Together those factors can make like 6+ OOMs difference.
PostgreSQL and Elasticsearch clusters can be operated at a fraction of the cost of comparable managed services offered by the major cloud providers.
The idea that this necessarily involves excessive maintenance effort is nonsense.
The skills needed to use hyperscalers properly are better invested in fundamental sysadmin know-how.
(of course, say goodbye to resume points and your cloud provider conference invite. Question is, what are you trying to do? Are you building a business, or a resume?)
It isn’t an apples to apples comparison. But, you trade some additional operational overhead for a whole lot more hardware.
Thank you stranger.
Author having this on his github makes me even more suspicious: https://github.com/ashishps1/learn-ai-engineering
- random bold emphasis that would make disney and marvell comics blush
- overuse of "one paragraph then bullet points"
- a lot of the bullet lists has a small bold prefix then one line for no good reason
- every section has a "why it matters"
- and then each section with an useless comparison table that are direct screenshots of ChatGPT/Gemini
I would not mind if the author indeed used his alleged insights in the domain, but as other have noted, numbers are way off, and are what CSPs want you to believe to sell more instances in Kubernetes. This does not inspires "I proofread the LLM output".
It's a shame because the article has some good advices, but also a lot of misled ideas that would make Grug scratch their head. No, you don't need Redis to have stateless applications. Having a load-balancing tier is as useful for resiliency than it is for scaling. Autoscaling is a trap. If you can afford it, start with the app and DB separated. Let your application perform connection pooling itself from day one, your framework knows more than PgBouncer how connections can be safely reused.
Overall, at a high level, the article is good and is a good outline on the order in which to optimize (sharding is dead last), but the details don't meet expectations.
All of it aligns with https://en.wikipedia.org/wiki/Wikipedia:Signs_of_AI_writing
Maybe the images were made by hand.
You are not.
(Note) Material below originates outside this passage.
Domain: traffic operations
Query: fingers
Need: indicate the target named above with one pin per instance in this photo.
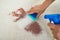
(51, 25)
The entire post is LLM slop. I am as baffled as you are how something like this could be on the front page of HN.
The senseless bolding of random words in the text, numbers that are way off and don't make any sense are the clues that the post is LLM generated and the blogger didn't even bother to proofread it.
Twitter famously had a "fail whale" but it didn't stop the company from growing. If you have market demand (and I guess advertising) then you can get away with a sub-optimal product for a long time.
Agreed, but there's still an element of survivorship bias there. Plenty of companies failed as they couldn't keep up with their scaling requirements and pushed the "getting away with a sub-optimal product" for too long a time.
Friendster might fit though: https://highscalability.com/friendster-lost-lead-because-of-...
If it’s just “sign up any time you want and go”, yes, it can go that way.
If it’s “join that waiting list” or “book a call” (for KYC purposes or whatever), you have a buffer.
If user count is more or less constant (most internal websites, for example), it’s probably not an issue.
And so on.
It is frustrating that the awesome article about Nonograms currently has less than 70 upvotes. But this pure LLM slop has 100+ upvotes and counting! What would it take to stop this LLM slop infestation?